Question

When 0.5141 g of biphenyl (C12H10) undergoes combustion in a bomb calorimeter, the temperature rises from 25.823 °C to 29.419 °C. Find ΔrU and ΔrH for the combustion of biphenyl in kJ mol−1 at 298 K. The heat capacity of the bomb calorimeter, determined in a separate experiment, is 5.861 kJ °C−1.

Answer 1

Answer:

$\Delta_{r}U$ of the reaction is -6313 kJ/mol

$\Delta_{r}H$ of the reaction is -6312 kJ/mol

Explanation:

$Temperature\,\,change= \Delta U = 29.419-25.823 =3.506^{o}C$

$q_{cal}= C \times \Delta T$

$=5.861 \times 3.596 = 21.076\,kJ$

$q_{rxn}= -q_{cal}= -21.076\,kJ$

$\Delta_{r}U= -21.076 \times \frac{154}{0.5141}= -6313\, kJ/mol$

Therefore, $\Delta_{r}U$ of the reaction is -6313 kJ/mol.

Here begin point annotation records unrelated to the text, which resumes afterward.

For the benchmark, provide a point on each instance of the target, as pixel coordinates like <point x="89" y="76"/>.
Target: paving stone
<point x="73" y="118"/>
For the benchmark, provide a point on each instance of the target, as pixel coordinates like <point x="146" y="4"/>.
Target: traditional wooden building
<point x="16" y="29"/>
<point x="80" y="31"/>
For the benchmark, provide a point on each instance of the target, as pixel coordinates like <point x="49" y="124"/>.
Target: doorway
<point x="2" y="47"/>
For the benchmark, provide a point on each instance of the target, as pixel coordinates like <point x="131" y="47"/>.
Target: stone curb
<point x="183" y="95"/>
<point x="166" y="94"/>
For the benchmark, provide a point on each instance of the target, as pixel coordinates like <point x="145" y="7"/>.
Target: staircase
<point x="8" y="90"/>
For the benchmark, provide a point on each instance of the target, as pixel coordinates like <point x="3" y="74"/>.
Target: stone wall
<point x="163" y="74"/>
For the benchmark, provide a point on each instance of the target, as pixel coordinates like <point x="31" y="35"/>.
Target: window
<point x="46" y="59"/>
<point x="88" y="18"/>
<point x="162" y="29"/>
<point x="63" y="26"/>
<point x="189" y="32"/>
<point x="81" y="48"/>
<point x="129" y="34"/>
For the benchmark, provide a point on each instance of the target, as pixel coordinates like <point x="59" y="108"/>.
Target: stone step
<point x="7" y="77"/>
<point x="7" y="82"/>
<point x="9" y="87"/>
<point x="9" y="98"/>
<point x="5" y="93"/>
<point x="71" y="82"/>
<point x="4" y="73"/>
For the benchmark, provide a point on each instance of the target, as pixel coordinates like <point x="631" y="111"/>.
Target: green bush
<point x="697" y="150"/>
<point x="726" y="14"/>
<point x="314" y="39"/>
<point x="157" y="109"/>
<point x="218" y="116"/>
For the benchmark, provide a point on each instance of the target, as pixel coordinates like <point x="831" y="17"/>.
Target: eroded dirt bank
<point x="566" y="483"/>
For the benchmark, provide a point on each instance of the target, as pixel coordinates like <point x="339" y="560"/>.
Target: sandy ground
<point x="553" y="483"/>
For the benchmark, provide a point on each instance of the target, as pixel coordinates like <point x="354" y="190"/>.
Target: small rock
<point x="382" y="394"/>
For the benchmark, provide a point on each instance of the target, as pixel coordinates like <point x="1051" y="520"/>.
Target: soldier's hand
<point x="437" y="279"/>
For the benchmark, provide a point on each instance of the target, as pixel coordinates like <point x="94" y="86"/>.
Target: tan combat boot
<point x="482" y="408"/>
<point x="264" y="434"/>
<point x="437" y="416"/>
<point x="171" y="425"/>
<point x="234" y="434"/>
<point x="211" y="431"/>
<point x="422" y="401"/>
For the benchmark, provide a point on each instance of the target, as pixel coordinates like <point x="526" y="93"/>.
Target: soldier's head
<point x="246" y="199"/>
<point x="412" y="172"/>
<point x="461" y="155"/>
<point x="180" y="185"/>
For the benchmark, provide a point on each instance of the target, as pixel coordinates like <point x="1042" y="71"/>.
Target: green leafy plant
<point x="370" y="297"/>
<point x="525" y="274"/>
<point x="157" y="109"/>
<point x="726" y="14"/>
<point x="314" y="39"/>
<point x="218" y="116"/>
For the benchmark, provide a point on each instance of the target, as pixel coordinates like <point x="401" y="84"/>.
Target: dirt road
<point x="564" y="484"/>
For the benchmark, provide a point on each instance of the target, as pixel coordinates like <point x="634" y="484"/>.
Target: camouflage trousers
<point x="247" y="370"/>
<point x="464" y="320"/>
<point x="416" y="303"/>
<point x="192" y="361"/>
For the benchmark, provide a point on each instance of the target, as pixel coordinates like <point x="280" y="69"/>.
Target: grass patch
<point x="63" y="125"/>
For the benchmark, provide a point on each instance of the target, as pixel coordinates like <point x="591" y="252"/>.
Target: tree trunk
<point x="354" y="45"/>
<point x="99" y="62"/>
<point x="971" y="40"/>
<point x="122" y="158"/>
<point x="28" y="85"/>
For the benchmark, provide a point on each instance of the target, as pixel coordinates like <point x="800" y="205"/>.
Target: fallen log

The chemical reaction in bomb calorimeter  is as follows.

$C_{12}H_{10}(s)+\frac{27}{2}O_{2}(g)\rightarrow 12CO_{2}(g)+5H_{2}O(g)$

$Number\,of\,moles\Delta n=(12+5)-\frac{27}{2}=3.5$

$\Delta_{r}H=\Delta E+ \Delta n. RT$

$=-6313+3.5\times 8.314\times 10^{-3} \times 3.596=-6312\,kJ/mol$

Therefore, $\Delta_{r}H$ of the reaction is -6312 kJ/mol.